Friday, November 18, 2016

the birthday post - 29

This year, I faced an overwhelming amount of change. 
All those annoying quotes about change being constant are starting to make sense now.
I've redefined the meaning of home. 
I've found that you can be rooted even if you're transplanted. 

India is home. 
Well, so the redefinition hasn't helped all that much. 
Much as I romanticize the idea of a nomadic life, for me, home is always one place. A steady, strong presence that's waiting for me as much as I'm looking forward to it. 
Home is the place I can make a cup of coffee or tea to my preference, put my feet up, and sing as I wash the dishes. 

There are many different kinds of people in the world. 
Everywhere, people are the same. 

Emotional attachment can wreck you. 
Letting go is freedom. 
But I think the ones who get attached are the ones are lucky to have experienced it. 
Because too many of us are unfeeling. 
Or maybe we become like that eventually. 

Falling in love can be hard on the heart.  
There's joy in losing your senses... for some time. 

You could either go crazy or choose to be Comfortably Numb. 
Either way, you might get Marooned. 
And then you'd have to Run Like Hell. 
From the two constantly haunting problems – Money and Time. 
Very soon, we'll all be Lunatics on the Grass. 
But there's no harm in having High Hopes... 

Gosh, I've got to stop this now. 
Or else I'll Keep Talking. 

Not everything you do should have some grand motive. 
We should all do a great many things just for jolly. 
I want to grow lots of plants. They make the best decor, no? 

I hardly ever doodle... but don't tell anyone that. 
I can't work without to-do lists. 
I can't live without coffee. 
I mean, of course I can. When you really think about it, our actual needs are very less... I'm slowly leaning towards a more minimalistic lifestyle. 
Slowly. 

Interesting stuff I heard this year: 
"Don't be stupid." – when I told a friend I was homesick and wanted to move back to India. 
"Never be afraid of anything." – the better, unafraid half. 
"This is ghor kalyug." – Amma after Trump's win. 
"Put that machine away! It's very dangerous. We were better off when we didn't have those." – an elderly gentleman sitting next to me at the hospital, referring to my mobile. 

I made a fuss when my mother wanted to send me 100 kgs of stuff from India. 
But I had the most delightful time unpacking all the goodies. 
Family = full glowing happies. 

I love long, long walks. 
I'm a terrible swimmer – but I love swimming. 
It's the only sport I ever liked this much. 
It's a great reminder that you've got to keep your head above the water. Periodically, at least. 

The world is incredibly unpredictable and we're all living in our own little bubbles. 
2016 has been a shocker. 

An ideal way to spend my birthday would be to delete the 2000 unread emails and 3000 drafts in my inbox. 
I've drawn about 400 comics so far. 
I will draw and write for the rest of my life. 

It seems the aim of everyone in the UK is to live in a sprawling home in the countryside, with sheep for company. 
I would feel really isolated in that situation. 

We've all got to take it easy. 
Slow down, you crazy child, he said.
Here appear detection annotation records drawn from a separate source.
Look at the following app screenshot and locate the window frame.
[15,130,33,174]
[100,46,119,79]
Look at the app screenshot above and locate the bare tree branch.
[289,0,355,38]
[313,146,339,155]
Why don't people take the advice of these great musicians? 

Age is just a number. 
And a wrinkle here, a double chin there. 
We underestimate the importance of a good slumber. 
Five years ago, I would've said sleep is distracting me from all the wonderful things I've got to see and do. 
Now, I feel those wonderful things can wait till next morning. 
The world doesn't end overnight. Really. 
Try dropping off the radar for a while. When you come back, in all likelihood, things will be the same. 

I've rid myself of FOMO. 
Try it people. Do away with all these weird acronyms and you'll be happy AF. 

I always used to think that one's got to prepare for the worst...
But I've learnt to trust that nothing will go wrong. 
It's easier to believe that anyway.  
Confidence is your best weapon. 

A friend of mine always used to say, "So what? It's okay. You'll survive." 
I used to get offended back then. 
Now I understand what it means. 

The most important thing in life is life itself. 
That in itself calls for a huge celebration.